Pour le savoir, revenons d’abord sur la définition business du terme digitalisé :

La digitalisation des entreprises consiste à prendre un virage numérique dans la stratégie et l’organisation interne et externe de votre société. Grâce aux outils du digital, votre société va pouvoir ainsi se connecter au monde extérieur, à ses salariés et permettre à ses salariés de se connecter entre eux.

Si cette formulation parle à tout le monde, un bout de chemin reste cependant à parcourir pour que l’entreprise de demain soit totalement digitalisée.

Et pourquoi ?

Parce que la démarche est toujours trop restrictive quand il est question de digitalisation et parce qu’il est difficile de remettre en cause ses modes de fonctionnement.

Et parce que l’un des virages les plus importants qui reste à prendre car c’est devenu une nécessité, consisterait à digitaliser totalement la ressource humaine.

Observons un peu le marché.

Si avant 2019, peu d’entreprises pratiquaient le télétravail, nombres sont celles, aujourd’hui, qui l’ont désormais adopté. Mais soyons honnêtes ; beaucoup d’entreprises ont subi le télétravail et ne l’ont pas forcément souhaité.

Les tensions sur les recrutements, la difficulté à fixer les ressources humaines dans un environnement de dumping de salaire, les volontés individuelles d’indépendance sont là et la force de l’entreprise c’est sa capacité d’adaptation.

Et de quoi d’autres est-il question quand on évoque le full télétravail sinon de digitalisation et d’adaptation ?

Si l’entreprise d’aujourd’hui est digitalisé par ses outils ou ses processus on peut désormais dire qu’elle commence à l’être dans ses ressources humaines. Dans la vision de l’entreprise d’hier, un dirigeant n’existait que s’il avait des salariés. Dans la vision de l’entreprise d’aujourd’hui, peut-on encore considérer cela comme juste ? Le recours à la sous-traitance, les freelances, les indépendants ne constitue-t-il pas une forme de mutualisation des ressources au même titre qu’un logiciel en SAAS ?

L’humain n’est plus requis pour sa présence physique en un point donné et à une heure donnée mais pour sa capacité à produire sur une plage horaire un contenu déterminé.

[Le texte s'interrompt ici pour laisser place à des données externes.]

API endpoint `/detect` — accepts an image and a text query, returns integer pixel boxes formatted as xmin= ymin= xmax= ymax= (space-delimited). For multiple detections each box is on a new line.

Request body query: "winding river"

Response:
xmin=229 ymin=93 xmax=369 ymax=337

Le salariat serait-il devenu obsolète ?

Les problématiques de recrutements actuellement rencontrés dans de nombreux secteurs d’activité obligent les dirigeants à avoir recours à des modèles d’employabilités différenciantes.

Télétravail, freelances, portés, auto-entrepreneurs et autres indépendants…les nouveaux outils d’emploi sont nombreux et peuvent être assimilés à de la digitalisation. La notion de salariat s’étiole, faisant la part belle aux espoirs individuels d’entreprenariat. Le salariat conventionnel serait-il devenu une notion obsolète ?

De toute part on souhaite s’affranchir des contraintes du salariat pour embrasser des valeurs d’entrepreneur. Ces sociétés ayant recours à des indépendants pour accomplir les missions auparavant réalisées en interne s’entourent désormais d’intervenant ayant les mêmes systèmes de valeurs que celles véhiculées par leur organisation.

En découle naturellement une forme d’engagement de résultat et plus seulement une obligation de présence. La prestation est plus couteuse mais le résultat est garanti.

Dans tous les cas, le changement n’est jamais chose aisée, surtout en entreprise, pour être réussie, la digitalisation doit être réfléchie et s’intégrer dans la stratégie de l’entreprise.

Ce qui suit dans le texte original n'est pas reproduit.